Russell Coker <russell@coker.com.au> wrote:
On Thu, 23 May 2013, Robin Humble <rjh+luv@cita.utoronto.ca> wrote:
nothing clever, just manually. overly manually. every week or so I power on the backup box and run some rsyncs. it'd be possible to automate it (script that runs on power-up) but I haven't bothered.
I have a similar strategy. The backup drive is actually a Btrfs file system created quite a long time ago when I thought Btrfsck (with the ability to correct errors) was just around the next corner on the development roadmap, an unduly optimistic assumption, as it turned out. In my partial defence, I was interested in the check sums, possibly also the snapshots, and I've always run btrfsck to check the integrity of the file system after unmounting it following a backup - so if there's a major error I should find out about if immediately after rsync and unmount have completed, not at restore time when it really matters. It is in fact a rather old BTRFS file system now; I can't remember the creation date though. When was the last on-disk format change requiring re-creation of file systems?

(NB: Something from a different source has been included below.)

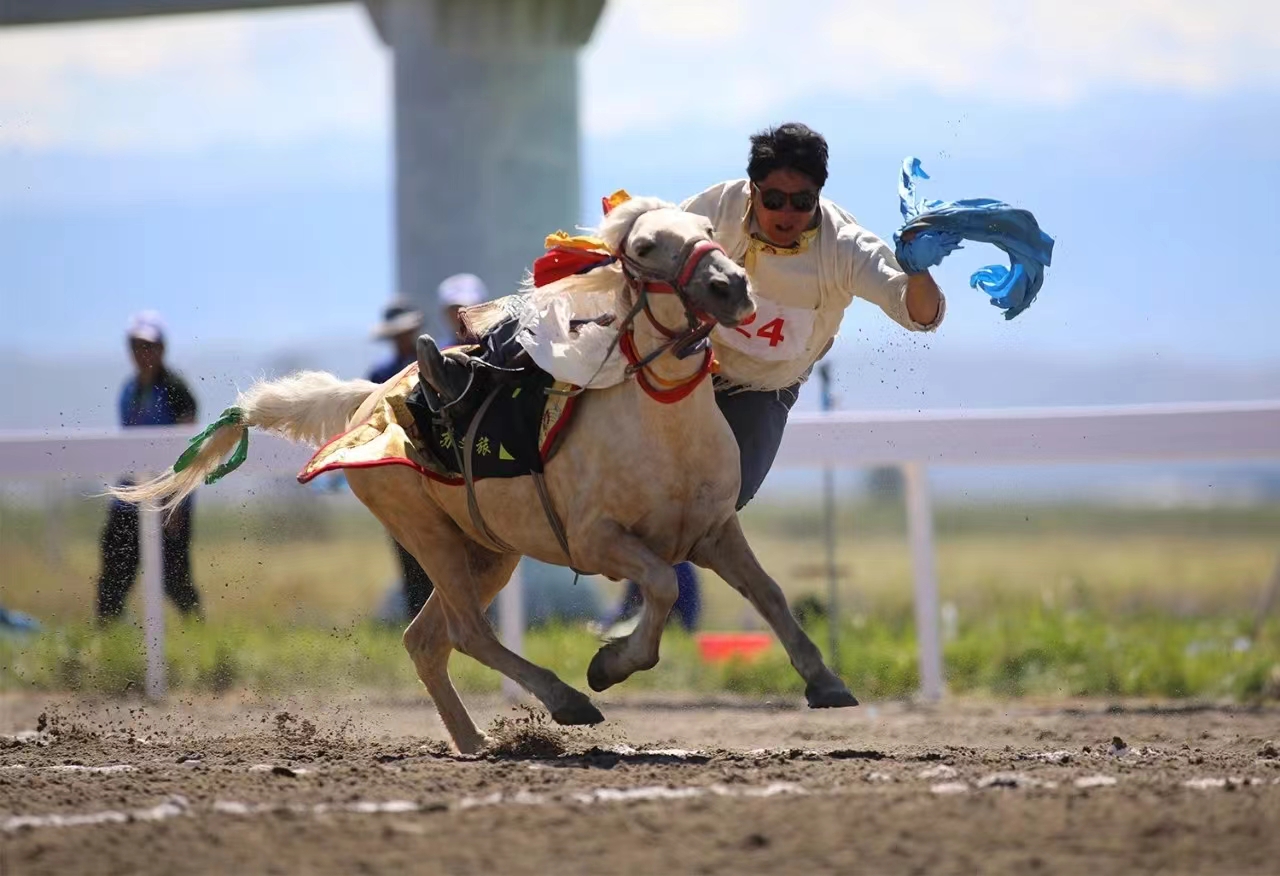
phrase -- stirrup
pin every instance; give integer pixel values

I'm currently using BTRFS snapshots for that sort of thing. On some of my systems I have 100 snapshots stored from 15 minute intervals and another 50 or so stored from daily intervals. The 15 minute intervals capture the most likely possibilities for creating and accidentally deleting a file. The daily once cover more long-term mistakes.

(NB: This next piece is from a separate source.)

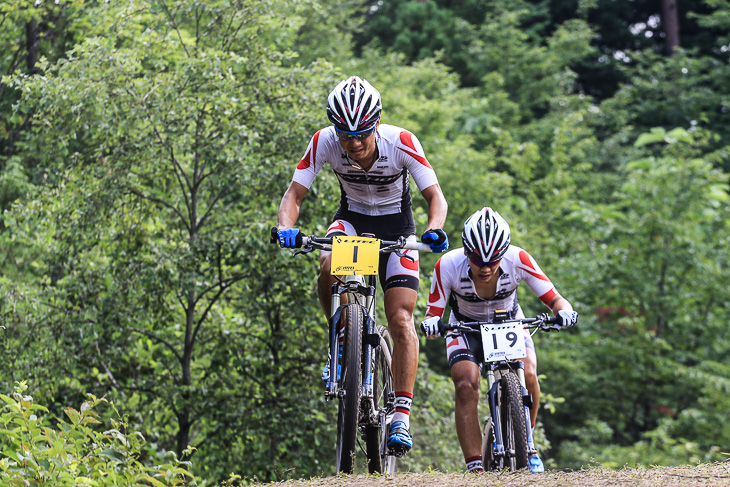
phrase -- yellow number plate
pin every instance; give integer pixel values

That's a convenient and thorough solution. In any directory containing work that I edit and want to keep, I maintain a Git repository. Running git init is easy enough and all that is required to maintain a reasonable history is a little discipline. I also use etckeeper for the same purpose (again with Git as the underlying version control tool). For especially important files (e.g., my PhD thesis and papers that I've written), I can push the repository to a remote machine owned by a trustworthy friend.